I may have said before that one of my favourite stand-up comedy sequences — right up there with Richard Prior’s monkey (YouTube it) — is Jackie Mason’s “Why Don’t Jews Do Rodeo?” In it Mason notes all the daft Darwin Award-winning antics that gentiles indulge in and concludes that by contrast if a Jew wants to sit on something dangerous he chooses a rocking chair. Because, he says, ordinary life can be dangerous enough for Jews, so who needs to add to the risk?
This month, and again in September, there is a series of musical events in London commemorating the art and culture of the Weimar Republic, founded 100 years ago. The organisers argue that this is timely because some of the same uncertainties and loss of confidence that eventually brought about the Republic’s downfall are evident again today. Paradoxically (or not) a golden period for artistic expression in music, theatre, cinema, literature and pictorial art, was followed by a time of relentless philistinism and artistic suppression. Jews contributed hugely to the former and were then exterminated in the latter.
The parallels that the organisers had in mind were between the way in which Weimar era Germans lost trust in each other and the institutions that mediated between them. Lost trust and then watched as those institutions were destroyed. What then ran rife was violence, incivility, demagoguery and racism.
When I was younger and more revolutionary than I am now, I had little regard for institutions as such. In fact I had a sort of contempt for them. I never really thought much about long they’d taken in evolving and was impatient at the idea that the best way of changing them was by reform. Then, in my 20s, I helped run one — the National Union of Students — one of the very few youth organisations in the world actually run by youth. And all of a sudden I was a reformist — someone who wanted this flawed but intensely valuable association preserved. I got an idea of how hard it is to build and maintain things and how easy it can be to destroy them.
Gradually I’ve seen that this applies to many if not most of the institutions around us: marriage, the independent judiciary, the BBC, the largely unarmed police force. The European Union. Sorry, but that too. Hard to create, difficult to maintain, slow to reform, but worthy of support.

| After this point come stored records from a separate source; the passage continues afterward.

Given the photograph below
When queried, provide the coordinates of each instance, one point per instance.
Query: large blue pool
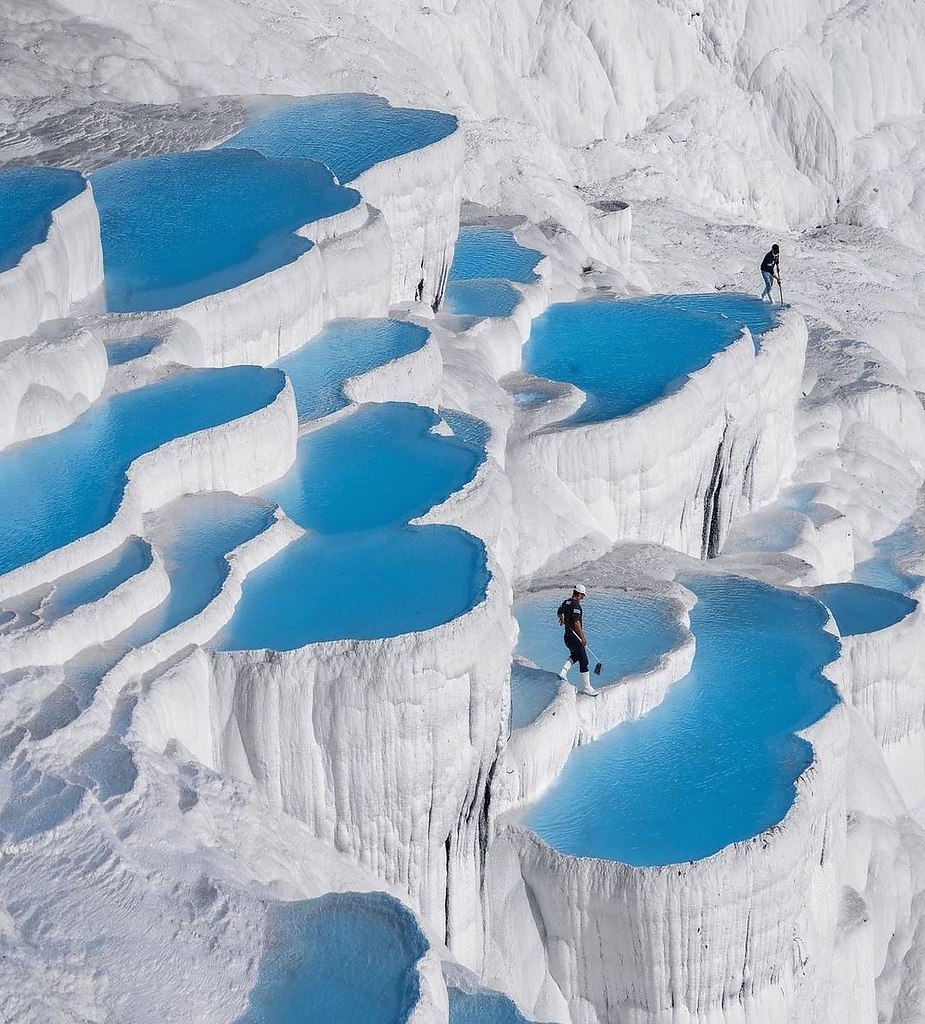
(626, 353)
(493, 252)
(341, 958)
(28, 198)
(344, 349)
(628, 634)
(355, 485)
(56, 488)
(717, 760)
(180, 226)
(378, 467)
(857, 608)
(348, 133)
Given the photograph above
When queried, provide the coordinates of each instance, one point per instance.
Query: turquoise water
(28, 198)
(884, 567)
(341, 958)
(378, 467)
(482, 1008)
(857, 608)
(626, 353)
(344, 349)
(348, 133)
(65, 485)
(203, 529)
(180, 226)
(627, 634)
(359, 587)
(128, 349)
(493, 252)
(96, 580)
(717, 760)
(481, 298)
(363, 573)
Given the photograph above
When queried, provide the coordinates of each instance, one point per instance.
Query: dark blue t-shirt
(571, 610)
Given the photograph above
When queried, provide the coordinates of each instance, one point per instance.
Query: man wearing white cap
(570, 612)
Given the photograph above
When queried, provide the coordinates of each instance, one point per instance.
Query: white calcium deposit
(159, 804)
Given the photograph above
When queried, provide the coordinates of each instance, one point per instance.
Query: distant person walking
(570, 612)
(770, 270)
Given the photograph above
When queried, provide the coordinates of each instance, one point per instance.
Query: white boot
(587, 689)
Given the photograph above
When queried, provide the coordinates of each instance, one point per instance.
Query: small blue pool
(493, 252)
(355, 484)
(129, 348)
(179, 226)
(341, 958)
(857, 608)
(380, 466)
(359, 587)
(717, 760)
(481, 298)
(482, 1008)
(344, 349)
(629, 635)
(28, 198)
(348, 133)
(883, 568)
(626, 353)
(61, 486)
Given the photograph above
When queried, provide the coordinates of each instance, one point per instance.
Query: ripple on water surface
(28, 198)
(626, 353)
(341, 957)
(179, 226)
(348, 133)
(629, 634)
(364, 573)
(481, 297)
(344, 349)
(493, 252)
(717, 760)
(61, 486)
(857, 608)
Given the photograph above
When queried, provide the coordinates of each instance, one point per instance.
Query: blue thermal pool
(716, 762)
(129, 348)
(380, 466)
(341, 957)
(493, 252)
(348, 133)
(628, 634)
(355, 484)
(884, 568)
(65, 485)
(857, 608)
(28, 198)
(180, 226)
(344, 349)
(626, 353)
(482, 1008)
(481, 298)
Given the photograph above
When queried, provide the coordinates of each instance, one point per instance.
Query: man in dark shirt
(770, 270)
(570, 612)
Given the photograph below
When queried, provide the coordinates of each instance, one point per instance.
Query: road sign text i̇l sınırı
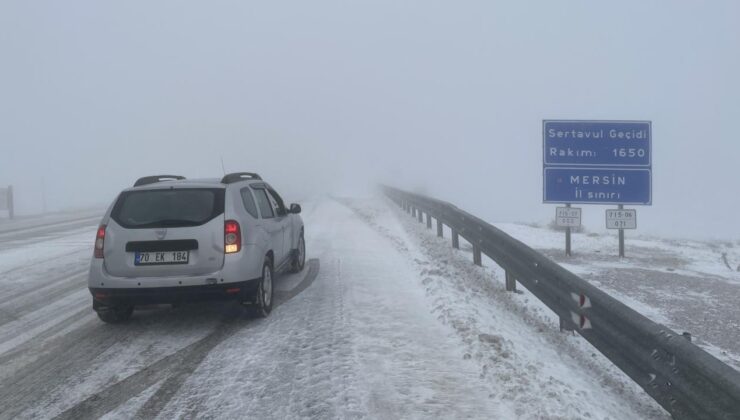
(597, 162)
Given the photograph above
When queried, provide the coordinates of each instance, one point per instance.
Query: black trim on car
(108, 297)
(157, 246)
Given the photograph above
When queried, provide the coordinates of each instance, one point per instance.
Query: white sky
(447, 97)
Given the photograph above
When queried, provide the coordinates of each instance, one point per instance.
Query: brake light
(99, 242)
(232, 237)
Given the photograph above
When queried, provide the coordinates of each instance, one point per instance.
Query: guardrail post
(10, 201)
(476, 256)
(510, 282)
(566, 325)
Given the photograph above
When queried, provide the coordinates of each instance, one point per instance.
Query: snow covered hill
(386, 321)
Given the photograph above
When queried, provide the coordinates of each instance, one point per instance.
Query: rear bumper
(107, 297)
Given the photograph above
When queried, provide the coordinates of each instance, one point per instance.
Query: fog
(334, 97)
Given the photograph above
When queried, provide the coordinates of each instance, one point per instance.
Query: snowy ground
(687, 285)
(387, 321)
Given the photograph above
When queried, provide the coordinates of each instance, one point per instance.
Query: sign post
(621, 219)
(567, 217)
(621, 237)
(597, 162)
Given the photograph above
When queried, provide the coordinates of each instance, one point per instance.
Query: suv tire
(299, 256)
(264, 296)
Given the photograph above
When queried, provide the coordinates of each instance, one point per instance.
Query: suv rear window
(160, 208)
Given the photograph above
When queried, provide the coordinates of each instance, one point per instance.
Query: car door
(285, 220)
(271, 223)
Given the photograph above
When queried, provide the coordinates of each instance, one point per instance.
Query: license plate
(164, 257)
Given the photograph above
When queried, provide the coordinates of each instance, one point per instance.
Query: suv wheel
(264, 291)
(299, 256)
(116, 314)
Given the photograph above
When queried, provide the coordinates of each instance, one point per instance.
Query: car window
(249, 204)
(159, 208)
(276, 202)
(264, 204)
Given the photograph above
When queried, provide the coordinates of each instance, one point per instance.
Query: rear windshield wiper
(170, 223)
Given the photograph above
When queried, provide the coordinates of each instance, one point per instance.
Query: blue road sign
(597, 143)
(597, 186)
(597, 162)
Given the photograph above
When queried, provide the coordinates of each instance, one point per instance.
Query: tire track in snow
(175, 368)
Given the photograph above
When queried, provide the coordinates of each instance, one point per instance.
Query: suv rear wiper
(170, 223)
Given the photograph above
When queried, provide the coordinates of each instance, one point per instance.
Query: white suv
(171, 240)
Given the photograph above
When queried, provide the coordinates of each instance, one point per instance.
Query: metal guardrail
(686, 380)
(6, 200)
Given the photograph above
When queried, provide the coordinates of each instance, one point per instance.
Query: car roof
(192, 183)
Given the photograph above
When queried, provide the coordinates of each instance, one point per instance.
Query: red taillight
(99, 242)
(232, 237)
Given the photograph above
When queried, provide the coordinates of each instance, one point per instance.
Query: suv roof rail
(239, 176)
(156, 178)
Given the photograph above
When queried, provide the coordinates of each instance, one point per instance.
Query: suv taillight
(99, 242)
(232, 237)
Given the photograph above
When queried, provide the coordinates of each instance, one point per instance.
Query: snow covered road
(386, 321)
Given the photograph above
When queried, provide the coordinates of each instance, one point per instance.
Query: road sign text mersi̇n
(597, 162)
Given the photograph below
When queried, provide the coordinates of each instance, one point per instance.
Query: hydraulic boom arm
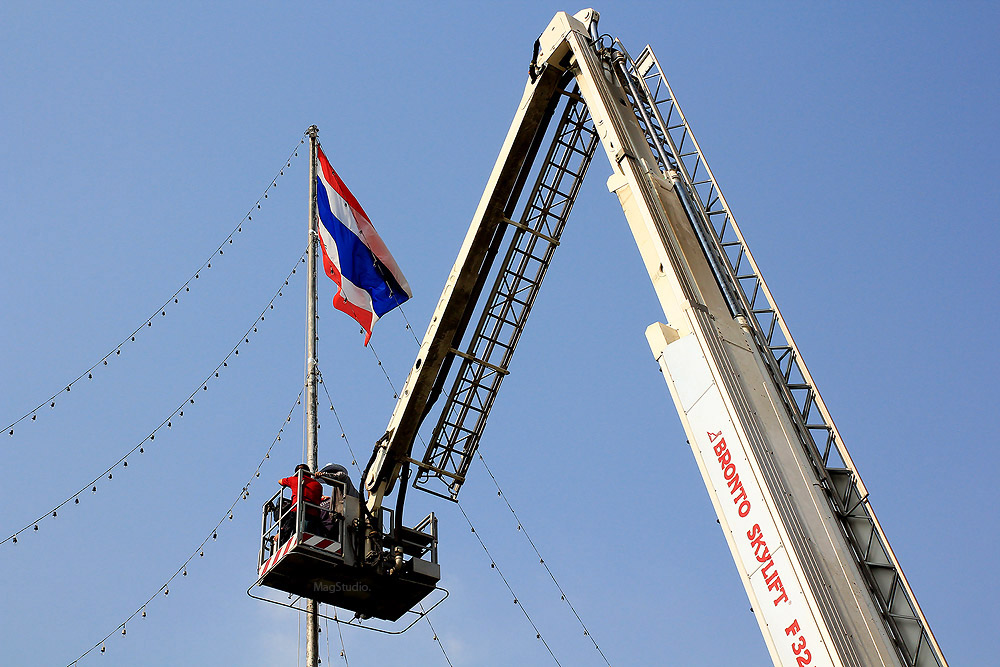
(823, 581)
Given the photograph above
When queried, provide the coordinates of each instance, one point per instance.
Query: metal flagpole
(312, 445)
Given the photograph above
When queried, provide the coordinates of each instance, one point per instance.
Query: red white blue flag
(369, 281)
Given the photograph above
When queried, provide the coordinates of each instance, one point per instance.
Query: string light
(152, 436)
(538, 633)
(182, 570)
(472, 528)
(185, 287)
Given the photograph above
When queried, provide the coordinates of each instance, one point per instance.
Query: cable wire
(521, 528)
(200, 549)
(178, 412)
(493, 564)
(162, 310)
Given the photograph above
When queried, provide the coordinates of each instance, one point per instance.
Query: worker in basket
(312, 493)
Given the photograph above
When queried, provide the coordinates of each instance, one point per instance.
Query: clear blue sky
(856, 143)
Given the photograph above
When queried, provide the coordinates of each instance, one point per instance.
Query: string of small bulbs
(523, 530)
(199, 551)
(167, 423)
(163, 308)
(354, 462)
(493, 563)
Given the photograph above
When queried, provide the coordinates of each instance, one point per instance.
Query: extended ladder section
(486, 359)
(666, 127)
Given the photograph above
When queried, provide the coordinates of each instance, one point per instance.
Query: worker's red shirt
(312, 492)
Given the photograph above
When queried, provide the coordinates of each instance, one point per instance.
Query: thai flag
(354, 256)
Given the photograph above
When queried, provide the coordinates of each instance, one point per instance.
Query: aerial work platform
(311, 551)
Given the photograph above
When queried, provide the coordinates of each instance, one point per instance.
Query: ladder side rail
(852, 503)
(460, 291)
(489, 351)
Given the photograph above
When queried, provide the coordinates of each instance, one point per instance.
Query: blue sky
(855, 143)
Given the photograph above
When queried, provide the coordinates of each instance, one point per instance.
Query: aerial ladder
(822, 579)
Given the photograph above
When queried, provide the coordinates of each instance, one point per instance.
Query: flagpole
(312, 360)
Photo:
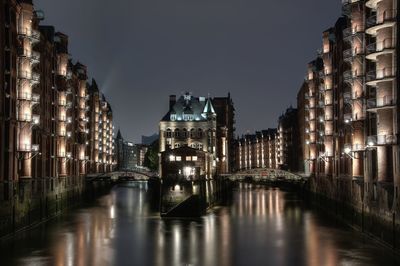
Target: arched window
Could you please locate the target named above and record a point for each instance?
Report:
(169, 133)
(177, 133)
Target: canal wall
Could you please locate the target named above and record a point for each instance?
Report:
(372, 209)
(33, 201)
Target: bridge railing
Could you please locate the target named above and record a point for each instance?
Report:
(265, 174)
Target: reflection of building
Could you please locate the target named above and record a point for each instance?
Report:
(141, 150)
(190, 122)
(54, 129)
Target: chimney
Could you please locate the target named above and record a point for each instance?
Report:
(172, 101)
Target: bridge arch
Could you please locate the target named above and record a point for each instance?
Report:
(266, 174)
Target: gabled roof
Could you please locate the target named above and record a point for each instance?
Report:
(188, 107)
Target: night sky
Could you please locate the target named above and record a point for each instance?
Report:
(141, 51)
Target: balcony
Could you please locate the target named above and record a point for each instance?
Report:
(351, 32)
(347, 97)
(34, 78)
(381, 75)
(381, 21)
(28, 148)
(346, 6)
(381, 140)
(328, 102)
(32, 35)
(358, 147)
(372, 3)
(374, 50)
(328, 118)
(381, 103)
(24, 96)
(347, 118)
(349, 76)
(35, 98)
(328, 132)
(35, 120)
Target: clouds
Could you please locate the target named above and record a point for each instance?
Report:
(140, 51)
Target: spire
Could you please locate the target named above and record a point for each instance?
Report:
(209, 108)
(119, 135)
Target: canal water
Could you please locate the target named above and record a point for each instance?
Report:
(261, 226)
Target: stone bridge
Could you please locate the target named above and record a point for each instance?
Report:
(265, 174)
(123, 176)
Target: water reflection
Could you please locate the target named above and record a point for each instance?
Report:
(263, 226)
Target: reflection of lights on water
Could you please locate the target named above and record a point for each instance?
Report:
(70, 249)
(112, 212)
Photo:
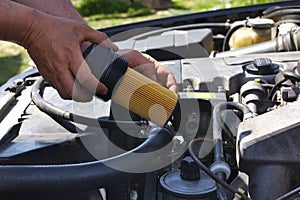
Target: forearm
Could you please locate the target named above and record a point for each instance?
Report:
(15, 21)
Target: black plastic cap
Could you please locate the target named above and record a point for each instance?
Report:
(262, 66)
(189, 169)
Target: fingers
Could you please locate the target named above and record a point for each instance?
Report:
(99, 38)
(85, 77)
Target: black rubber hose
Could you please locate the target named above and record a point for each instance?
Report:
(40, 179)
(52, 110)
(182, 27)
(290, 194)
(217, 125)
(211, 174)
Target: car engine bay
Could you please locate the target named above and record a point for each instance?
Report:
(236, 135)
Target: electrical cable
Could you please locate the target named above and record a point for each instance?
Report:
(225, 46)
(212, 175)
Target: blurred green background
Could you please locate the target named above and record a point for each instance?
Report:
(106, 13)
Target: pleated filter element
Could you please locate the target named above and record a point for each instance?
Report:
(145, 97)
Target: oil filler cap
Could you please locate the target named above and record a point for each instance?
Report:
(261, 66)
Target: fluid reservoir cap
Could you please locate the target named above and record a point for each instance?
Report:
(260, 23)
(189, 169)
(262, 66)
(175, 186)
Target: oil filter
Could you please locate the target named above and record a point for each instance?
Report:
(129, 88)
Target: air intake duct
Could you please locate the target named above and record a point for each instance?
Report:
(129, 88)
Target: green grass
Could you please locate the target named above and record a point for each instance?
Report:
(14, 59)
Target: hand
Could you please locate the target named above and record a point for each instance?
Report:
(54, 44)
(151, 68)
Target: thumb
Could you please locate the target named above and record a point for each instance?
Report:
(99, 38)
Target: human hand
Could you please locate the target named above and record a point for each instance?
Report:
(151, 68)
(54, 44)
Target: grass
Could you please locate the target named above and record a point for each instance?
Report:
(14, 59)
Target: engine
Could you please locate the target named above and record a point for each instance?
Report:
(235, 134)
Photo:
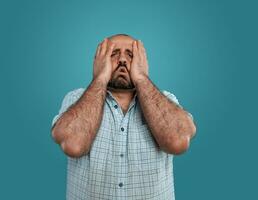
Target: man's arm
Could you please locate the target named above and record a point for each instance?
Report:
(170, 125)
(76, 129)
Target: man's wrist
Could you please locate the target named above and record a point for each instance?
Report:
(140, 79)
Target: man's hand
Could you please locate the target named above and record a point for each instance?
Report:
(102, 64)
(139, 66)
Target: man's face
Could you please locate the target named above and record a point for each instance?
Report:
(121, 58)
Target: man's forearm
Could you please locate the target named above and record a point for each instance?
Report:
(170, 125)
(76, 129)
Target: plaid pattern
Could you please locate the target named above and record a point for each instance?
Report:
(124, 162)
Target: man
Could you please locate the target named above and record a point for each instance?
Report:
(120, 134)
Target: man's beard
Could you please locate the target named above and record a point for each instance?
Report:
(120, 81)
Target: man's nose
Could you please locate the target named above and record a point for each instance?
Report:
(122, 63)
(122, 59)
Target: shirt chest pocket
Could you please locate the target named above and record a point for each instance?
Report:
(148, 155)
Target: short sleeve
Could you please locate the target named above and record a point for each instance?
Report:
(70, 98)
(173, 98)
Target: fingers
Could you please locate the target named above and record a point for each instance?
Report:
(103, 47)
(110, 48)
(98, 50)
(141, 48)
(135, 48)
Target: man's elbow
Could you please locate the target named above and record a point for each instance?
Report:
(72, 147)
(74, 150)
(181, 143)
(178, 146)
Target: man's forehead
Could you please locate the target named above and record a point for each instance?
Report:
(122, 41)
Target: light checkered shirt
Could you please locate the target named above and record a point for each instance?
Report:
(124, 162)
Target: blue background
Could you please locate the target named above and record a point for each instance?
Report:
(205, 52)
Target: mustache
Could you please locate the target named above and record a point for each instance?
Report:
(122, 65)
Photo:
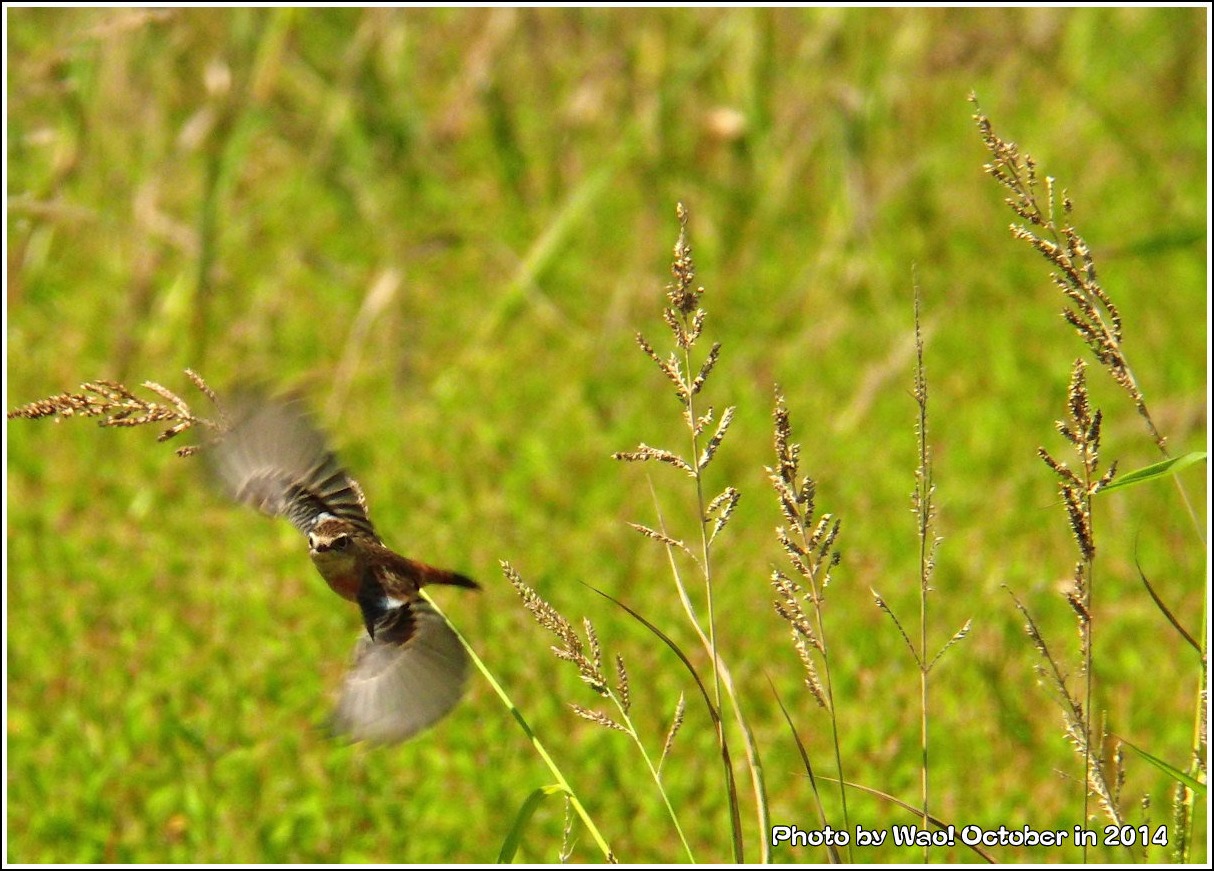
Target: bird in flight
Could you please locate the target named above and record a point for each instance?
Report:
(409, 667)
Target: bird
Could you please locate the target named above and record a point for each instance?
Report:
(408, 667)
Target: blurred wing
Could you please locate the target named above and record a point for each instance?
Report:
(274, 459)
(396, 689)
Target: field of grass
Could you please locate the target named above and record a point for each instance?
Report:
(447, 228)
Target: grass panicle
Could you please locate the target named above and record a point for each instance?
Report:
(117, 405)
(1047, 225)
(588, 659)
(685, 318)
(809, 543)
(1082, 430)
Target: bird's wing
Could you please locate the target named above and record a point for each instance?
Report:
(404, 679)
(273, 458)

Now we seem consumed by impatience and incivility. Our political parties have been hijacked by extremists, people who were previously sensible have become self-radicalised, everybody has a grievance against somebody and that grievance brooks no contradiction.
Jews tend not to do well under such circumstances. In the minds of the temporarily unbalanced Jews uniquely become both the self-serving pillars of the corrupt establishment and the underminers of the natural order. The Jews are simultaneously the Rothschilds and the Jews are George Soros.
Incidentally, when the forces of disruption are at work, don’t be seduced by some of their leading voices being friendly to Israel. Friendly to Israel does not always end up as friendly to Jews. Ask Poles.
Finally Jews should be suspicious of charisma. Charisma is about not thinking, not arguing and Jews do better when thought and argument are regarded as valuable. I think this is one reason why we should give thanks for our many boring rabbis. As Jackie Mason says, if a Jew wants dangerous he can sit on a rocking chair. This week let us wish for less interesting times.